Introduction to AI for FPGAs

Follow Us On

Previous: AI and Machine Learning

Index

Next: AI and Machine Learning/Frameworks

Introduction

Artificial Intelligence (AI) is a hot topic nowadays due to modern techniques' versatility and generalisation capacities, such as Deep Learning, Transformers and Large Language Models. FPGAs are not excluded from this world and have interesting advantages over traditional computing hardware, i.e., CPUs and GPUs.

FPGAs are useful for the inference stage, where the model performs predictions such as classification, detection, anomaly detection, and other tasks. Given their architecture, which heavily employs floating-point operations, model training is not widely a strength of FPGAs.

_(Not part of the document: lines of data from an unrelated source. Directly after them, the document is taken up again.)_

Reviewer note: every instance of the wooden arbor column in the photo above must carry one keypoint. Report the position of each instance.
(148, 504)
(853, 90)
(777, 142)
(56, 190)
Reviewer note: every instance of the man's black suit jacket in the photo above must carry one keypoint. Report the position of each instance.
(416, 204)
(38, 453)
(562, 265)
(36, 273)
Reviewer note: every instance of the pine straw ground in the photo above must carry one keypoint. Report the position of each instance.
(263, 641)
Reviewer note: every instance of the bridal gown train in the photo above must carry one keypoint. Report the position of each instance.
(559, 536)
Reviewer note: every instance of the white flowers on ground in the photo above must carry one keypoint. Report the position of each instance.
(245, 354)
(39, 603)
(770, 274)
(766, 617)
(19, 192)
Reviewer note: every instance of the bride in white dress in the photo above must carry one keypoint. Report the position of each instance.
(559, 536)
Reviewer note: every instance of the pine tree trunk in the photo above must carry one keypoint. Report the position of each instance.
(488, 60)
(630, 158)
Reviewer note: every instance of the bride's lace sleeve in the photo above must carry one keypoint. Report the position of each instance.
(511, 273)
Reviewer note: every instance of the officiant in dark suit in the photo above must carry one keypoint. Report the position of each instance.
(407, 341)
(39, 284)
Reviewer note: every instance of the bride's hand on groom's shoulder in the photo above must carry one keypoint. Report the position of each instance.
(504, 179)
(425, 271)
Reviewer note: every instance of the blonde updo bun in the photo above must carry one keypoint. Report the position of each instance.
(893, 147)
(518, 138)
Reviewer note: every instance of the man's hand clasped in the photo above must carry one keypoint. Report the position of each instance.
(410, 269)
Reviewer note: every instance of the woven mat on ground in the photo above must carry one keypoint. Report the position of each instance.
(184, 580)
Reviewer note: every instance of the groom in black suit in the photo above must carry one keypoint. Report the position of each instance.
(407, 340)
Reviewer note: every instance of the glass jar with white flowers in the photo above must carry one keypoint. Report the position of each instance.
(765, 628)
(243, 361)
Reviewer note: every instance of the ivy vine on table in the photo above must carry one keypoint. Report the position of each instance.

This section will compare traditional architectures and FPGAs regarding the AI inference process, deepening into execution details and exhibiting the advantages of one architecture over the other, clearing an overall landscape for further decisions. We kindly invite you to review our other wiki related to hardware acceleration on CPU, GPU and FPGA.

An Overview on Deep Learning

Deep Learning techniques are widely popular in modern AI due to their ability to abstract complex functions and learn hidden patterns (aka features). Within the most popular techniques:

Multi-Layer Perceptron Neural Networks
Recurrent Neural Networks
Convolutional Neural Networks
Transformer-Based Networks
Hybrid Architectures

The aforementioned techniques share the possibility of having multiple layers separated by a non-linearity, often called activation functions, which avoids the mathematical simplification (or collapse) of the operations and enhances the learning process.

Mathematical Operators

All the techniques often share some mathematical operations, particularly vector-matrix multiplication and the matrix-matrix multiplication. The Perceptron Model can be defined mathematically as a vector-vector dot product:

$y=\sigma {\big (}\mathbf {x} \cdot \mathbf {w} {\big )}$

where $\mathbf {x}$ is the vector of inputs, $\mathbf {w}$ is the vector of weights, $\sigma$ is the activation function and $y$ is the output of the perceptron.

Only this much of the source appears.